Heino Ferch als Psychiater

"Spuren des Bösen – Sehnsucht": 30 Prozent Krimi, 70 Prozent Charakterstudie

von Kai-Oliver Derks

Als Psychiater Brook wandelt Heino Ferch im achten Teil der Reihe auf den Spuren von James Stewart in "Fenster zum Hof". Die neue Folge ist ein düsteres Kammerspiel.

ZDF
Spuren des Bösen – Sehnsucht
Kriminalfilm • 02.09.2019 • 20:15 Uhr

Mit losen Reihen, wie "Spuren des Bösen" eine ist, tut sich der Zuschauer manchmal schwer. Nicht selten schließen sie zumindest in Nebensträngen der Handlung inhaltlich aneinander an. Um also zu verstehen, was hier geschieht, bedarf es eines glänzenden Erinnerungsvermögens. Über eineinhalb Jahre liegt die Ausstrahlung des siebten Films der großartigen Krimireihe mit Heino Ferch als Psychiater und Verhörspezialist der Wiener Polizei zurück. Nun also Film acht: "Spuren des Bösen" (2018) ist er überschrieben. Eine Mini-Rückblende soll zu Beginn den Einstieg erleichtern.

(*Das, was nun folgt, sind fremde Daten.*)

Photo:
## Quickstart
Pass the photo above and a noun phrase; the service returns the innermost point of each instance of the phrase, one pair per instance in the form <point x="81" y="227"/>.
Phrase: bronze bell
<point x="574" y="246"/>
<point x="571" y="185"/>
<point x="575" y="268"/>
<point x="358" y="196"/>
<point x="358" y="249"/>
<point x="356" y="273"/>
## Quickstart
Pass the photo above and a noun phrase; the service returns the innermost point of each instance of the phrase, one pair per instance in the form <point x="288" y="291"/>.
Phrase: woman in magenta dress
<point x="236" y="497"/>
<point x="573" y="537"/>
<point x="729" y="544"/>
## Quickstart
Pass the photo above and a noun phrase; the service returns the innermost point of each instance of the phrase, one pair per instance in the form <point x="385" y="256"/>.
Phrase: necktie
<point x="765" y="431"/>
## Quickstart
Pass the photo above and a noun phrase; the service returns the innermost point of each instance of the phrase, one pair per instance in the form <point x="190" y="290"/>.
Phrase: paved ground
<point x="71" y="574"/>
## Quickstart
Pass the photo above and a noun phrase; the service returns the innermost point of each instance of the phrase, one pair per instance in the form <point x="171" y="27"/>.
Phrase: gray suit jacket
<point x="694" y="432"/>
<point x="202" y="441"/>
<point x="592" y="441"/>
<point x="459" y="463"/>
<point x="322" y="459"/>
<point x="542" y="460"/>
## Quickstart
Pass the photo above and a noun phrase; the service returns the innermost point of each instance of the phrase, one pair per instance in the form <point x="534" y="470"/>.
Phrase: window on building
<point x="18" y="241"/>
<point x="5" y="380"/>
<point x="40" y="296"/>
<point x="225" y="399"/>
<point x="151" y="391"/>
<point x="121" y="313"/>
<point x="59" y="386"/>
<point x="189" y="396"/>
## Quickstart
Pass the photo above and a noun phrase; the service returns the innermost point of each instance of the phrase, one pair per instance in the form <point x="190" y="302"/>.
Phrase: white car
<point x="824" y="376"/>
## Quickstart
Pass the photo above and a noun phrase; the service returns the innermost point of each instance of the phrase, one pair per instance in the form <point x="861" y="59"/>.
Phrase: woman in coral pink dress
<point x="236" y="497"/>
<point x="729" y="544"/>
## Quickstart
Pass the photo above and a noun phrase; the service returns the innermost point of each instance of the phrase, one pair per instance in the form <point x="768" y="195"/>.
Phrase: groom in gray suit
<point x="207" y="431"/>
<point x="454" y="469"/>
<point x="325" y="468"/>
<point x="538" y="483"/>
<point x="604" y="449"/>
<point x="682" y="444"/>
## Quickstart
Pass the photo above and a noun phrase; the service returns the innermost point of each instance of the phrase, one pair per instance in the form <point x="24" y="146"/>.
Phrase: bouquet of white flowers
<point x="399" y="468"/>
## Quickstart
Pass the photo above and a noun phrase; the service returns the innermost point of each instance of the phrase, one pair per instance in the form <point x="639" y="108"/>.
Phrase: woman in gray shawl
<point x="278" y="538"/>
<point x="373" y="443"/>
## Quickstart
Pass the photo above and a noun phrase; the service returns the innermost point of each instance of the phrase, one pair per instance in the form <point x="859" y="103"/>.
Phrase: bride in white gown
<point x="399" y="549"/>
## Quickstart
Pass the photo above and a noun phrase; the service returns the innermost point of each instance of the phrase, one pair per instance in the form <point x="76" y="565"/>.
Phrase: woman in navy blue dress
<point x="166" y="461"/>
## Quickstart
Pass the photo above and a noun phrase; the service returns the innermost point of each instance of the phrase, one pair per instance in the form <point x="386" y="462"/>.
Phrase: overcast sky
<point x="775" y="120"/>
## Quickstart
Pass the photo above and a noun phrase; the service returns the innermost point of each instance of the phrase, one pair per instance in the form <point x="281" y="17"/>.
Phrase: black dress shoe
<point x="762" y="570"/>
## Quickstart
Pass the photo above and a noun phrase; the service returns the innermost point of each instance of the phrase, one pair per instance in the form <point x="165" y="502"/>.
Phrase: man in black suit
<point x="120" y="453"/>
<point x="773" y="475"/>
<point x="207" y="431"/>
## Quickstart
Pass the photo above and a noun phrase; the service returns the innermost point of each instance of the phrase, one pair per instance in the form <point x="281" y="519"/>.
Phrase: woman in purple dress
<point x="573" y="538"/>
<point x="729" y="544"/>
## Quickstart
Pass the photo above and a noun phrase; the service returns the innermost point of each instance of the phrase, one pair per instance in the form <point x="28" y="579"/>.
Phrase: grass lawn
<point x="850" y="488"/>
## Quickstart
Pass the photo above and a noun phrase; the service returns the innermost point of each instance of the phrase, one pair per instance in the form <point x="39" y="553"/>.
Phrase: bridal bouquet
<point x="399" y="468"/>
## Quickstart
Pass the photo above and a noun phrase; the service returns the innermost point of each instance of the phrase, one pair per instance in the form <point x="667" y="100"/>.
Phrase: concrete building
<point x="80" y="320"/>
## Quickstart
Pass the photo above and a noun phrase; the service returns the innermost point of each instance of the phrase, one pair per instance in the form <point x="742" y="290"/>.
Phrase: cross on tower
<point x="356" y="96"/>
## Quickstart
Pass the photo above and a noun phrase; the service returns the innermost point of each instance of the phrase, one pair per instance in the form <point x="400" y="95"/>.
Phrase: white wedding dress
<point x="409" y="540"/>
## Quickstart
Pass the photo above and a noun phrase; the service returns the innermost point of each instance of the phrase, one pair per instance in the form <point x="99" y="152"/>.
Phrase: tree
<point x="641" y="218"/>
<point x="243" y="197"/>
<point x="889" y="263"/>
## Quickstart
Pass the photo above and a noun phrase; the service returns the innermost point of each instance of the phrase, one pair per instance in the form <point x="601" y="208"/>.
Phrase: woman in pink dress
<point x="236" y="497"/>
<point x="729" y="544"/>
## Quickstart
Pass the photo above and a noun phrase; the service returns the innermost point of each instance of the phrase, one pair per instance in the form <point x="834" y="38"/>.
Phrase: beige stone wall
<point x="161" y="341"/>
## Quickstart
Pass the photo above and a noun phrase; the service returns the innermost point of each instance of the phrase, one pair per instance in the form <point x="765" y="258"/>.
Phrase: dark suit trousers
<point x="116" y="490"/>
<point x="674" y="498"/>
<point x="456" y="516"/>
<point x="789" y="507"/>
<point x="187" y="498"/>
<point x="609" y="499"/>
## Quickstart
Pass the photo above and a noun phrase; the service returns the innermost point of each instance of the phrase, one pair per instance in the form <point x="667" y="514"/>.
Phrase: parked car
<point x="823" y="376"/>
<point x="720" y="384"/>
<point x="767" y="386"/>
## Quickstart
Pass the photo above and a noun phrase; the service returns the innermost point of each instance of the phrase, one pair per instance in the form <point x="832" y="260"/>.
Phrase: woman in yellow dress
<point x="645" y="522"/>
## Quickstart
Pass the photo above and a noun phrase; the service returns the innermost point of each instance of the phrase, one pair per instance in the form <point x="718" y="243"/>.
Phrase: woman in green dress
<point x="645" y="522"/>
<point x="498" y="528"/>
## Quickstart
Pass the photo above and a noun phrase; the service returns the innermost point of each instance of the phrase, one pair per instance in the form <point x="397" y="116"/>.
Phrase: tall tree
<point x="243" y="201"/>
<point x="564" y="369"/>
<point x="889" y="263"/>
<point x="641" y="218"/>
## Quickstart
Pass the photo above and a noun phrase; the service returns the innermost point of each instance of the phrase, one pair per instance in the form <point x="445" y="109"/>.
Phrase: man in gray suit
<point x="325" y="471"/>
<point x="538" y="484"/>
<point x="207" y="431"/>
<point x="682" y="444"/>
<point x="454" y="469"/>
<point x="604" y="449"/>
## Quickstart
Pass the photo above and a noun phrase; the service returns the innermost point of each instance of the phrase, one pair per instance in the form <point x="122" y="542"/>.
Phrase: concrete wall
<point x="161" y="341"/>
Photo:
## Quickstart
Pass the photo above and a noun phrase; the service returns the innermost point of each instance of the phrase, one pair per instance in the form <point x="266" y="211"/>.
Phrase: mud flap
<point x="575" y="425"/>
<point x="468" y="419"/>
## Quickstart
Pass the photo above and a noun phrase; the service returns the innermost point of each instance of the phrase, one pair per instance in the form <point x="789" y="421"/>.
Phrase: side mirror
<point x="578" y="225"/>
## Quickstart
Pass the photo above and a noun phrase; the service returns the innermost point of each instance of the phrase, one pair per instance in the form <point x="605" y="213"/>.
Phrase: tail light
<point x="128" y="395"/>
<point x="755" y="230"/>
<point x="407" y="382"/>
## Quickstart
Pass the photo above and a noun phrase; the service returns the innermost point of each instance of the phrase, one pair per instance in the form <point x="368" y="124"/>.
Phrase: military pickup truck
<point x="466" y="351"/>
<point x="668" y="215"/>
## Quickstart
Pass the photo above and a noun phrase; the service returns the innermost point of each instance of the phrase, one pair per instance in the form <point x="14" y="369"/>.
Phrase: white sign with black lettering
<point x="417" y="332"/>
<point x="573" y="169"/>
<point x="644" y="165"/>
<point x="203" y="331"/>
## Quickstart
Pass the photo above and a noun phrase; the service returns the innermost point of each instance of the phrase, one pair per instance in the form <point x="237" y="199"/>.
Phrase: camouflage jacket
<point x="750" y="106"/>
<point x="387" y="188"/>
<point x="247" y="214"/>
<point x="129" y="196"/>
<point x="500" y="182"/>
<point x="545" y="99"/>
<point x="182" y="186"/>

Was man eigentlich nur wissen muss: Brock wurde bei seinem letzten Einsatz, bei dem es um einen Korruptionsskandal bei der Polizei ging, angeschossen. Seitdem sitzt er im Rollstuhl, wenngleich: Ein bisschen, zwei Meter weit, kann er schon gehen. Die Physiotherapie läuft, doch viel wichtiger, so scheint es, ist die Psychotherapie. Brocks Tochter Petra (Sabrina Reiter) jedenfalls macht sich Sorgen und engagiert daher die Psychiaterin Brigitte Klein (Katrin Bauerfeind), die sich um Brock kümmern soll. Denn der sitzt nur da, raucht Illegales, trinkt Starkes, lässt die Körperpflege ruhen und schaut einfach mit dem Fernglas aus dem Fenster. Ein bisschen so wie vor über 60 Jahren James Stewart in Hitchcocks "Fenster zum Hof". Und tatsächlich wird Brock, wie "Jeff" Jefferies damals auch, Zeuge eines Mordes. Wahrscheinlich ...

Es sind viele Fenster dort gegenüber, in die Brock Tag für Tag starrt. Ein Haus, so zeigt sich, mit vielen einsamen Leuten. Hinter einem indes sieht er eine junge Frau, die sich rührend um ein Baby kümmert. Eines Tages jedoch gerät sie vor ihrer Haustür in einen handfesten Streit mit einem Mann. Am Abend taucht der wieder auf, verschafft sich gewaltsamen Zugang zu der Wohnung und auch wenn Brock es nicht genau erkennen kann: Ganz offensichtlich kommt es zu einer körperlichen Auseinandersetzung zwischen den beiden, an deren Ende der Mann die Frau tötet.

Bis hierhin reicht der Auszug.